Finance & DevelopmentCBRE: RevPAR Growth Predicted to Improve in the Second Half of 2024

CBRE: RevPAR Growth Predicted to Improve in the Second Half of 2024

DALLAS, Texas—CBRE expects revenue per available room (RevPAR) growth to improve in the second half of 2024, following a weaker-than-expected first quarter. CBRE’s latest forecast projects a 2.0 percent increase in RevPAR growth for 2024, down from the 3.0 percent estimated in February 2024. RevPAR is now expected to grow by 3.0 percent for the remainder of the year, driven by international tourists, holiday travel, and limited supply growth.

CBRE forecasts GDP growth of 2.3 percent and average inflation of 3.2 percent in 2024. The performance of the lodging industry is closely tied to the strength of the economy, as there is typically a strong correlation between GDP and RevPAR growth.

“We anticipate modest growth over the next few quarters, supported by a continued uptick in visitors from overseas and election-related events, such as political party conventions,” said Rachael Rothman, CBRE’s head of hotel research and data analytics.

CBRE remains optimistic that RevPAR will achieve a nominal record of $101.20 this year, representing 115 percent of pre-pandemic levels in 2019. This outlook is based on projected average daily rate (ADR) growth of 1.7 percent and a 0.2 percent increase in occupancy.
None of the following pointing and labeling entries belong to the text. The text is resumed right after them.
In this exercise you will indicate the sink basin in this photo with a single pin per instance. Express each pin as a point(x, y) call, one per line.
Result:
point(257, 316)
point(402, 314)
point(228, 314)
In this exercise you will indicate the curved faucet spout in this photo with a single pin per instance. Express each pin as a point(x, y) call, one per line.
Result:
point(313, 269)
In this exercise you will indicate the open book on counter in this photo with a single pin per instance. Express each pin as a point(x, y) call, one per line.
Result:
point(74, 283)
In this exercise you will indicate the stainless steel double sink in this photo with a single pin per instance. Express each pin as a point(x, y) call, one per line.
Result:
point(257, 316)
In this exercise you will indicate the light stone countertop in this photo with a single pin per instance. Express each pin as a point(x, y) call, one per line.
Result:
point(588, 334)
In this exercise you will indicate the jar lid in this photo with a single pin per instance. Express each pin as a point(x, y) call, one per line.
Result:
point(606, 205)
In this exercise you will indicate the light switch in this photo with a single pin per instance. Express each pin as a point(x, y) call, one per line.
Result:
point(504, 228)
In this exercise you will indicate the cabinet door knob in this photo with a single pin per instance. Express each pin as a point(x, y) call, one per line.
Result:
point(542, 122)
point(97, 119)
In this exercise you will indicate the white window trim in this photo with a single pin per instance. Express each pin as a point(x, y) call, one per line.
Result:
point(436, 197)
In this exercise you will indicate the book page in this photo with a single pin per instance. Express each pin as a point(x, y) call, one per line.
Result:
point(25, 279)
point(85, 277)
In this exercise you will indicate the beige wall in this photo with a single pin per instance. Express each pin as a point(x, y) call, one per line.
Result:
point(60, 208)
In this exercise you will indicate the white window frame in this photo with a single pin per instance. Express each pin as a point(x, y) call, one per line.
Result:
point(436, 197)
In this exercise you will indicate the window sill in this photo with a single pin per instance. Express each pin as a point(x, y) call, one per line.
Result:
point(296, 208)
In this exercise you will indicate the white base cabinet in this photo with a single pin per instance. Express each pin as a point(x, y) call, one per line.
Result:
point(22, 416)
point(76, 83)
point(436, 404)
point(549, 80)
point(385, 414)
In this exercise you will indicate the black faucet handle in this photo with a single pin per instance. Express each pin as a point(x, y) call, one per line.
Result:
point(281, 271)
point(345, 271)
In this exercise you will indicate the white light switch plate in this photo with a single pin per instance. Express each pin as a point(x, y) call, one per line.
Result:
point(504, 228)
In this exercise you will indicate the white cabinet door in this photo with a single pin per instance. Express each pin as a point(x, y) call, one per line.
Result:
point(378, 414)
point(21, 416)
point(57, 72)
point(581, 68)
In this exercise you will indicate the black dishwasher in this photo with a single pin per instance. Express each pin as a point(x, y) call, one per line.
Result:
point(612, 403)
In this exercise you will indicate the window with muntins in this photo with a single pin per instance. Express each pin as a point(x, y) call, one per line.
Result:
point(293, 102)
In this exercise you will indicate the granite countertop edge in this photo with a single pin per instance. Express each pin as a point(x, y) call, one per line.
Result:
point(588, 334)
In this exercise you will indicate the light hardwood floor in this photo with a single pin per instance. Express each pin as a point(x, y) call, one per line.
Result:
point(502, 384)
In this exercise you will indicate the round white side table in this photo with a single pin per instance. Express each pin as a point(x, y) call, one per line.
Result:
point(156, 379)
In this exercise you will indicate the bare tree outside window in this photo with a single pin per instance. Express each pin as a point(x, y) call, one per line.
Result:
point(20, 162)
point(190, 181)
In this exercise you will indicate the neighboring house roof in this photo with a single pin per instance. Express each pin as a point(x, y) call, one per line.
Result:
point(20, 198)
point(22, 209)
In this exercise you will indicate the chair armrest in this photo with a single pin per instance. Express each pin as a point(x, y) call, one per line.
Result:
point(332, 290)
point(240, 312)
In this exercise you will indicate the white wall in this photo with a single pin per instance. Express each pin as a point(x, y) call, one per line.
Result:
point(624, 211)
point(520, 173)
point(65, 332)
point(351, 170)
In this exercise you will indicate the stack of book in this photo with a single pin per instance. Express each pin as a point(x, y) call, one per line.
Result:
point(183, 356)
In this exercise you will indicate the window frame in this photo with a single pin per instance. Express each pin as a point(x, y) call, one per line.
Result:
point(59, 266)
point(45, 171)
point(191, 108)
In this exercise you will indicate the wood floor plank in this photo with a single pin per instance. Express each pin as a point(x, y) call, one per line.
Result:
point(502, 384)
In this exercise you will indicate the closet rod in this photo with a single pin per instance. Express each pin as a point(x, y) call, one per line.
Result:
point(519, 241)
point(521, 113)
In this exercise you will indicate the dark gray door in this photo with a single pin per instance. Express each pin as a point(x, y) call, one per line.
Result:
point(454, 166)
“Slower RevPAR growth reflects softer demand, stickier inflation, and high interest rates,” said Michael Nhu, senior economist and CBRE’s head of global hotels forecasting. “People have already spent a significant portion of their pandemic-era savings, and on top of that, the lingering inflationary pressures are putting a strain on discretionary spending, especially for more price-sensitive consumers.”

CBRE expects muted supply growth in the medium term due to elevated financing and construction costs. For 2024, CBRE expects supply growth of just under 1 percent, with hotel supply projected to have a compound annual growth rate (CAGR) of 0.9 percent over the next three years.